Als ich Frau S. zu mir rufe, denkt Sie, ich will Sie vertreiben. Dabei wollte ich Ihr nur einige Pfandflaschen geben, die in einer Ecke des Lkw seit Tagen Ihr Dasein fristeten.
Als Sie versteht, kommt Sie zögerlich näher. Zuvor schließt Sie vorsichtig den Deckel der Mülltonne, in der Sie nach verwertbaren Abfall suchte.
Es waren nur drei oder vier Stück, die ich Ihr geben konnte. Aber Sie strahlte über’s ganze Gesicht. Dabei freute Sie sich wohl weniger über die Flaschen, sondern eher über die kurze Aufmerksamkeit, die Ihr jemand schenkte.

Einen Tag später sah ich Sie wieder. Mülltonne für Mülltonne durchsuchend, zwischendurch streifte der Blick über die angrenzende Wiese. Aber Ihre Ausbeute war gering. Klar, es war ja auch Wochenende. Da passiert nicht viel auf Autohöfen.

Als Sie mich sah, hob Sie Ihren rechten Arm. Ich winkte zurück. Vielleicht verstand Sie das als Aufforderung, wieder näher zu kommen. Dabei verspürte ich wenig Lust, mich mit dieser Frau zu unterhalten.
Kurze Zeit später war Sie am Lkw. Ich sagte Ihr, dass ich keine leeren Flaschen mehr habe. „Aber das macht doch nichts„, antwortete Sie.

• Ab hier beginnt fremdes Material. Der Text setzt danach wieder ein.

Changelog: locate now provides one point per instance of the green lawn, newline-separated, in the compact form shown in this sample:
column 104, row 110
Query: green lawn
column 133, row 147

Mir macht das auch keinen Spass„, fuhr Sie fort. „Aber seitdem mein Mann gestorben ist, bleibt mir oft nichts anderes übrig“!
Ich stimmte Ihr zu. Allein schon deshalb, weil ich es mir nicht vorstellen kann, in Abfallbehältern rum zu wühlen. Dann begann Sie in kurzen Sätzen zu erzählen. Über Ihren Mann, den Sie mit achtzehn Jahren geheiratet hat. Die erste Schwangerschaft mit 21, schließlich das zweite Kind mit 23. Glückliche Jahre waren es gewesen.
Plötzlich, mit neunzehn, hatte Ihr Zweitgeborener einen Unfall. Er fuhr zu schnell, vor dem Baum am Ende der Kurve gab es keine Leitplanke.

Sein Tod veränderte vieles. Der Mann zog sich innerlich zurück, weit zurück. Nicht einmal Sie, die seit mehr als zwanzig Jahren mit Ihm zusammen lebte, kam an Ihn ran. Die verbliebene Tochter zog an das andere Ende der Republik. Besuche sind seitdem selten.

Irgendwann wurde Ihr Mann krank: „An der Seele. Wissen Sie?“ Einige Monate später starb er. Woran und weshalb wagte ich mich nicht zu fragen.
Geld hätten Sie nie viel gehabt. Immerhin reichte es für ein kleines Häuschen. Mit der Hand deutete Sie in Richtung des Dorfes, welches auch der Autohof seinem Namen zu verdanken hatte.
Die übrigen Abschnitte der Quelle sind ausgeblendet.